曹氏两只手臂折起来抱着头,目光惶恐,显然是想起了一些很不好的记忆,眼角有泪流出来,“可是中药好苦,舌头都是麻的,我喝了四年,吃药比吃饭还多,早上一睁眼就是药,中午要喝,下午要喝,晚上睡觉还要喝。”

“呜呜……真的好难喝。”

沈星语端着药碗靠近:“吃了药,我给你一颗饴糖吃好不好?有糖就不苦了。”

“不要!”

曹氏一只手打过来,黑乎乎的药汁泼洒了沈星语一手。

“血!你手上都是血!”曹氏惊恐,赤裸裸的嫌弃和厌恶:“你今天是不是又审讯犯人了有没有杀人?”

“摸过尸体?”

“你是镇国公府世子,有祖上荫封,怎么能去大理寺那种地方做酷吏?那是损福泽的!”

“按照你爹给你铺的路走,体体面面的在军营里挂个职务,有了资历,以后接管你爹的职务就是,做什么要做这种阴损事。”

“伯爵府的案子死了那么多人,你知不知道外头人都怎么说你的?”

有些烫的药汁顺着指尖滴答落下来,沈星语脑子里莫名闪过什么,“绿翘,你看着夫人。
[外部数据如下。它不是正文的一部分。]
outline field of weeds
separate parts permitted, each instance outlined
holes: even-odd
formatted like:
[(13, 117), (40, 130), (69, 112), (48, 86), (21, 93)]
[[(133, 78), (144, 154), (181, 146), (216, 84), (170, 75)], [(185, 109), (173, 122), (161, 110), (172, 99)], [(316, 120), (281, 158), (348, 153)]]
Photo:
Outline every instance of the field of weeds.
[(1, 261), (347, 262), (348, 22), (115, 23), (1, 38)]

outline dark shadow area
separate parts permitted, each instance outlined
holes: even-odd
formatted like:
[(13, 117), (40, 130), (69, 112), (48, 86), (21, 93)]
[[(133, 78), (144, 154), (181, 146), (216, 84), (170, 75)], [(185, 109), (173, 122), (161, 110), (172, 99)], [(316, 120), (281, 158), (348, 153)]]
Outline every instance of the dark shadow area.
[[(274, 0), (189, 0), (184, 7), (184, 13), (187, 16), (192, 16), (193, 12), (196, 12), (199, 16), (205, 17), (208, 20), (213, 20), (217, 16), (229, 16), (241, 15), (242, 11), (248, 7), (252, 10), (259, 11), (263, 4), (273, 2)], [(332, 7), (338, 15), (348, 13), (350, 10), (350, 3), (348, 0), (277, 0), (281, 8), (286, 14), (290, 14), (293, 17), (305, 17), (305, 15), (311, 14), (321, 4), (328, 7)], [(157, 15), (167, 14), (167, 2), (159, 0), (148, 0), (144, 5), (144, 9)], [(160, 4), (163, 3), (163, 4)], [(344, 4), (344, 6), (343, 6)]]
”

扔下这句话,提了裙摆就往外头跑,一路跑到顾修书房,“谭嬷嬷,我能进去找个东西吗?”

“我不会拿世子爷的公文看。”

“娘子不必如此客套,”谭嬷嬷道:“您只管进去便是。”

沈星语抬脚走进书房内,指尖在一排排列整齐的折本上扫过,凭着自己的记忆,找出了顾修的公务记录表,指尖在那些密密麻麻的日期上划过。

那淡了的墨色映在瞳孔一缩,脑袋重重抵上书架,泪珠子扑簌簌掉下来,像断了的线。

错的,她都理解错了!

原来成亲后,他不跟她同塌的日子,是因为审了案子,手上沾了血,杀了人。

守了许久的灵位,九皇子命令道:“早些回去吧,除非你这身子不要了。”

“殿下也该歇了。”

两人并肩走了一段路,一个去帝王的勤政殿,一个去外臣居住的銮鸣台,分道扬镳。

“大人,有您的信。”心腹捧了一只信鸽过来禀报。

是小白。

顾修直接从下属手里取来鸽子,摸了摸它的羽毛,小白咕咕叫了两声,顾修随手摘下它脚上的信展开,瞳孔一缩。

很简单的叙述,他靠近花枝灯而站,来来回回看了好几次,目光深深凝在最后一句上:国丧清苦,愿君珍重自身。

简简单单的一句叮嘱,如旅人寻得一杯解渴的水,一整日的匮乏和疲累好像都解了。

他坐在书案前想了许久,终于提笔,先了一封又一封,最后又揉成团,最后的回信里亦只有简短的一句话,卷成细小的圈,套在鸟的脚上。

鸟儿扑腾着翅膀,穿过一片夜色飞入镇国公府。

第95章

很难说这信是不是就像两人之间的缘分, 总是错过,沈星语早就已经回去。

“咕咕。”

“咕咕。”

小白扑腾着翅膀落到轩窗咕咕叫,小脑袋四处转动, 屋内空无一人,小白跳了两下, 飞去院子里,被双瑞抱起来,蹭了蹭鸽头。

-

沈星语回来的不算早,书娴同阿迢还支着耷拉的眼皮等在灯下。

“你怎么了?”

书娴一眼瞥见沈星语眼底的微红,顶着哑哑的嗓子问。

“没什么啊,国丧, 好困啊。”

她打了个呵欠,“太消耗体力了,我要沐浴休息, 你们也早些休息, 还有六日呢。”

书娴见她不想说, 也没再问,回了房间休息, 下半夜迷迷糊糊起夜,看到厅堂灯亮着, 吱呀推了门探出脑袋,沈星语抱着酒坛子,正坐在下头喝酒。

她揉了揉眼睛走下去,坐她边上:“睡不着?”

国丧朝令是禁止饮酒的, 沈星语也不敢多喝, 饮的是甜甜的梨花酿,“有点。”

“是不是为了你前夫?”书娴脑袋错过去, 眼里写着好奇。

“怎么可能!”沈星语眼睛瞪圆,“我不是早说过,我不会再回去。”

书娴打了个呵欠,懒懒支着脑袋:“你要不是还对他有意,不然你跑去照顾他娘做什么。”

沈星语:“自然是为了恩情,生活里又不是只有爱情。”

顾修投以肝胆相照的义气,何况曹氏这一遭也是因为她,算起来,除了盛如玥那件事,顾修没亏待过她。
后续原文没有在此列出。